# Crew Requirements -SAFETY-



## d-rock (Oct 21, 2009)

I usually supply a case of safety glasses, hearing protection, hardhats and harnesses(if needed) on every job. I tell the guys they MUST use hard hats and eye protection. Work shoes/boots are a given. I give 1 warning for infractions on any of these rules, after that, they're gone.


----------



## Mudstar (Feb 15, 2008)

bent over the barrel


----------



## d-rock (Oct 21, 2009)

Mudstar said:


> bent over the barrel


????


----------



## SUrS2010 (Jan 19, 2010)

I am glad to here that you supply that for your crew. I was working for a guy years ago that was like it doesn't make a hill of beans if you have safety equipment. What a dangerous work environment that was.


----------



## Stormy_Ny (Jun 13, 2009)

d-rock said:


> I usually supply a case of safety glasses, hearing protection, hardhats and harnesses(if needed) on every job. I tell the guys they MUST use hard hats and eye protection. Work shoes/boots are a given. I give 1 warning for infractions on any of these rules, after that, they're gone.


Hard Hats are NOT required by OSHA.... I have beaten the GC every time on this issue. I have it printed off and and copy's are given to the GC. 

In fact it has been proven that hard hats a in themselves a safety hazard. They knock off your center of balance and create pressure on you neck and back. Not to mention every friggin time you bend over they fall off and your reaction is to reach out and get it. 

The only time Hard Hats are required by OSHA is if there is an over head danger ...... 

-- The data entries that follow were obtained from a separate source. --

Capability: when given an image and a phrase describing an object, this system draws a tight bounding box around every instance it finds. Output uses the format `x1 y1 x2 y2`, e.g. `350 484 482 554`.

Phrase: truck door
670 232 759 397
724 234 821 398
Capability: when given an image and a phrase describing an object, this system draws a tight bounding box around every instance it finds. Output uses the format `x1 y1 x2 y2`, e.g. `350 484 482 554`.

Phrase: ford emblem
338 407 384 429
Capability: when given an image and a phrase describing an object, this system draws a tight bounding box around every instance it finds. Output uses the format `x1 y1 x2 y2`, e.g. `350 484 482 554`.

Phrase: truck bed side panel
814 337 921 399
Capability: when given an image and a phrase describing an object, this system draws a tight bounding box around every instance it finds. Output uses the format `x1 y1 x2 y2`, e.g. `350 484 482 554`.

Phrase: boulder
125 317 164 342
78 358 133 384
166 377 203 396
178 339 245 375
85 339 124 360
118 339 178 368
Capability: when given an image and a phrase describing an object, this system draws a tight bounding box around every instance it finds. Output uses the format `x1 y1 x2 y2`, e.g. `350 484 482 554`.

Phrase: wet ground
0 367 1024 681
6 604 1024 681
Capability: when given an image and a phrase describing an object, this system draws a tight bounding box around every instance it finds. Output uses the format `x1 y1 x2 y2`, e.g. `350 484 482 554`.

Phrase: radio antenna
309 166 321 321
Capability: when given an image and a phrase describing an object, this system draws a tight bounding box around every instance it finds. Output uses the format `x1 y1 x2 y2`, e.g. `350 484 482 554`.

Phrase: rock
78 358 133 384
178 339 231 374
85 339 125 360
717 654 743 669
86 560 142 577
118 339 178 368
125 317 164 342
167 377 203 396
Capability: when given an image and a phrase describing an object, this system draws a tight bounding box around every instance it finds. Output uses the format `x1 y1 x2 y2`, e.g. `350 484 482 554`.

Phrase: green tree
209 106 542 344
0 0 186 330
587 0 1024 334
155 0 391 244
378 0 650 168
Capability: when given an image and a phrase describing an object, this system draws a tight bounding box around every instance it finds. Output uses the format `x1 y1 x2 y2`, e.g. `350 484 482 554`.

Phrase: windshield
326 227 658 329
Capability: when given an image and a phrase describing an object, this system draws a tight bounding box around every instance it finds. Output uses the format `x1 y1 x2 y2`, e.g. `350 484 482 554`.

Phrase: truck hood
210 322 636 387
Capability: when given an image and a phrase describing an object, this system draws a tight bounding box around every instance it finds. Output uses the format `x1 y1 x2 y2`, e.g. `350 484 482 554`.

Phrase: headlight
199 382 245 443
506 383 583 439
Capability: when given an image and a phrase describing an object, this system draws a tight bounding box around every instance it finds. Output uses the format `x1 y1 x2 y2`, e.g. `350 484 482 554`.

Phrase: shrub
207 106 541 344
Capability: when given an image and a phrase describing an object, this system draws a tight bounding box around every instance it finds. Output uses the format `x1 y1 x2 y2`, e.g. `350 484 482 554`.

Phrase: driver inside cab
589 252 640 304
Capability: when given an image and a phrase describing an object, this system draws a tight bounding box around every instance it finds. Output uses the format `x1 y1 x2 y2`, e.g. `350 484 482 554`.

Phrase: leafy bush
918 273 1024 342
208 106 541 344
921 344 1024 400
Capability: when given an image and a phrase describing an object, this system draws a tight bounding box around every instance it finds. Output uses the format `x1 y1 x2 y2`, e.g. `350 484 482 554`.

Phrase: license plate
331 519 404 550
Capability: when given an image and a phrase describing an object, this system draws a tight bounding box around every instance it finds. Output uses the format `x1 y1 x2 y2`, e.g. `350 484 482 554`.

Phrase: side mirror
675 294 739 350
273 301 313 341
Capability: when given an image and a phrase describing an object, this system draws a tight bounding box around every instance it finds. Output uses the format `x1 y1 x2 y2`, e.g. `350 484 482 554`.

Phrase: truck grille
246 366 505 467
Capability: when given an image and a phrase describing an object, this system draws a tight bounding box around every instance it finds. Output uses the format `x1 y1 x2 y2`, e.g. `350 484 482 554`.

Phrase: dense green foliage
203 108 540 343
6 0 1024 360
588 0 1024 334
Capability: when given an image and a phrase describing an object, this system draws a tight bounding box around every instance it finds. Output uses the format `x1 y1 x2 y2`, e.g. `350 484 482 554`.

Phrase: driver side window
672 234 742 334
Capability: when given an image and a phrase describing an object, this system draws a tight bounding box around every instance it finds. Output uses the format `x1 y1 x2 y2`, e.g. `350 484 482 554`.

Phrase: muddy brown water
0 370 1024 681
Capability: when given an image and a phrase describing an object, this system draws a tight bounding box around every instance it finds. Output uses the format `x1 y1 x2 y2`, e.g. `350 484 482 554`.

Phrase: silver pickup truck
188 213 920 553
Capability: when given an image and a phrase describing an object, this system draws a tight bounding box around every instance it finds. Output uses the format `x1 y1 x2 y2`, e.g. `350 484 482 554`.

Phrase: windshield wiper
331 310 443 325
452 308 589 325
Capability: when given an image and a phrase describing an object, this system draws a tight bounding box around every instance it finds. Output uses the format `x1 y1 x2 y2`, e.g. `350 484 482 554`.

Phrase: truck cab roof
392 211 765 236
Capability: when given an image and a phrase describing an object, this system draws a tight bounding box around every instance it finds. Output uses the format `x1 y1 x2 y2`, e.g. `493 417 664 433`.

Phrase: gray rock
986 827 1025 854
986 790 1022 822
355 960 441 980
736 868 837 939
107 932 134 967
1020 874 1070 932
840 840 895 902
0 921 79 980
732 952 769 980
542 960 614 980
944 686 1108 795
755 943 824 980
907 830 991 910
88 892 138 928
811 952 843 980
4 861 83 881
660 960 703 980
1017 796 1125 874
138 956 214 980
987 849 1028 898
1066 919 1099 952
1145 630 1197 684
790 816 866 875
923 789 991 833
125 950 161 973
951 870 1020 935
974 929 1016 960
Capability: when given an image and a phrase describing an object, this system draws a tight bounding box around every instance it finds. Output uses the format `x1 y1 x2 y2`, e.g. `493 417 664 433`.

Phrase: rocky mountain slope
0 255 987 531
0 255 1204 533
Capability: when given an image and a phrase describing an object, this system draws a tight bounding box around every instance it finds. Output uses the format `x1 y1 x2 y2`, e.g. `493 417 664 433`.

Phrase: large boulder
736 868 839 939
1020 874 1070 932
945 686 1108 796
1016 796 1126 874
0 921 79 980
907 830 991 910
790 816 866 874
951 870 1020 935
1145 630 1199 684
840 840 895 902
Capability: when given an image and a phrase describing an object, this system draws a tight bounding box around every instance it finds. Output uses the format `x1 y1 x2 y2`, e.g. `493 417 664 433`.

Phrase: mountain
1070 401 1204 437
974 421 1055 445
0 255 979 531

It kills me to drive by and see the road guys on a 90 degree day wearing those stupid things ...... What danger is present to require them to wear had hats ???????


----------



## alltex (Jan 31, 2009)

hey d- rock ,safty glasses always fogged on me .do you have a line on some that work ,because i would love to try them .expecialy sanding overhead.


----------



## Stormy_Ny (Jun 13, 2009)

alltex said:


> hey d- rock ,safty glasses always fogged on me .do you have a line on some that work ,because i would love to try them .expecialy sanding overhead.


Sherwin Williams sells a great pair ...very light weight ....fit well. They come in a plastic wrap.


----------



## d-rock (Oct 21, 2009)

alltex said:


> hey d- rock ,safty glasses always fogged on me .do you have a line on some that work ,because i would love to try them .expecialy sanding overhead.


not really, but we use the type that are like glasses.


----------



## d-rock (Oct 21, 2009)

Stormy_Ny said:


> Hard Hats are NOT required by OSHA.... I have beaten the GC every time on this issue. I have it printed off and and copy's are given to the GC.
> 
> In fact it has been proven that hard hats a in themselves a safety hazard. They knock off your center of balance and create pressure on you neck and back. Not to mention every friggin time you bend over they fall off and your reaction is to reach out and get it.
> 
> ...


 You may be right, although I wouldn't bet a benjamin on it. If site isn't busy I don't usually require tapers to wear hard hats. If it is, then yes. Carpenters, when framing and rocking always. no exceptions.


----------



## phoney2 (Jan 20, 2010)

i can see posisably wearing hard hats in and out of the building and maybe walking the hallways but as far as drywall hanger tapers and sanders by this time i think most of the over head work is done of course i dont like hard hats anyways


----------